Yes and also (especially I would say) between 2 people who are in a relationship!


----------



## dominixque

big kisses


----------



## schatje81

*je t'embrasse fort; je t'embrasse très fort; encore et encore des bisous; gros bisous remplis de tendresse

*Hi... I am new to this forum. Can someone help me translate the above? A close friend of mine who is French (a guy), love to include French phrases in his mail to me. I have been using online dictionary to translate most of the words, but sometimes it translates pretty oddly.

Thank you very much in advance.


----------



## deus585

This is my first post in these forums, but since they have helped me so much, I figured I may be able to help out with something this simple even though my grasp of the language is still very much intermediate.

"I embrace (hug) you tightly; I hug you very tightly; kisses again and again; fat kisses full of tenderness"

Please correct me if I'm wrong, but this is what I've gathered, hope this helps =)


----------



## cropje_jnr

deus585 said:


> This is my first post in these forums, but since they have helped me so much, I figured I may be able to help out with something this simple even though my grasp of the language is still very much intermediate.
> 
> "I embrace (hug) you tightly; I hug you very tightly; kisses again and again; fat kisses full of tenderness"
> 
> Please correct me if I'm wrong, but this is what I've gathered, hope this helps =)


 
Literally you're quite right - but in effect these phrases all essentially mean "hugs and kisses", usually as a sign-off in a letter or e-mail, for instance.


----------



## mimi davis

Hello all and thank you for help inadvance!!

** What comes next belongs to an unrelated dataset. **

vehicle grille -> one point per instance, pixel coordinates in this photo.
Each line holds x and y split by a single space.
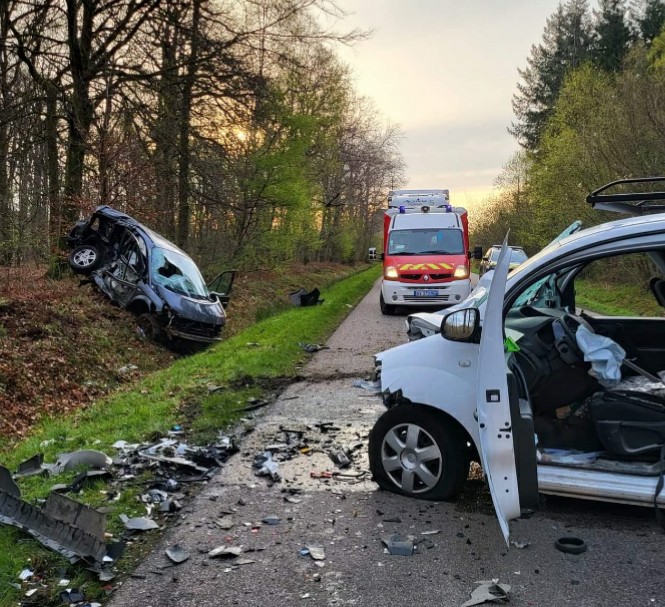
199 329
419 277
425 300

My question involves the implication or tone that is meant by using Je t'embrasse très fort and je t'embrasse fort at the end of a letter.  

My (I am female) french friend (male) uses these phrases to close our frequent emails.  There is a history of an affair between us that ended due to geography but we remain close.

If he just being friendly or are these phrases "deeper" in meaning in this context?

Thanks so much


----------



## Rainbow-vs

Hi Mimi ...

That is a phrase I use very often at the end of my letters or emails, to very good friends that I am very fond of ... male or female.

I don't think it has any special deeper meaning, but only you can know that!! ;-)


----------



## Léa123

You can see he really cares about you. But as to being friendly or not, it would depend on the tone of the rest of the letter.


----------



## OLN

Rainbow-vs said:


> That is a phrase I use very often at the end of my letters or emails, to very good friends that I am very fond of ... male or female.


I don't think a guy would very often use "je t'embrasse très fort" when writing to just any of his male friends, and would simply (at the most?) write "je t'embrasse" when writing to a good female friend. 

As a woman, I would take "je t'embrasse très fort" written by a guy at least as a sign of strong affection/bond. It can also be used in a context of empathy/sympathy.
I mean my brother wouldn't say that to me , except _maybe_ if I sound desperately in need of support "Allez, je t'embrasse très fort, courage, ça va aller ".


----------



## Rainbow-vs

OLN said:


> I don't think a guy would very often use "je t'embrasse très fort" when writing to just any of his male friends, and would simply (at the most?) write "je t'embrasse" when writing to a good female friend.


 
I agree with the guy to guy bit ... but for the rest ...

Well, I am in the South of France, maybe people are more demonstrative here ...


----------



## mimi davis

thank you all so much!  i appreciate responses and help!
have a great day!
mimi


----------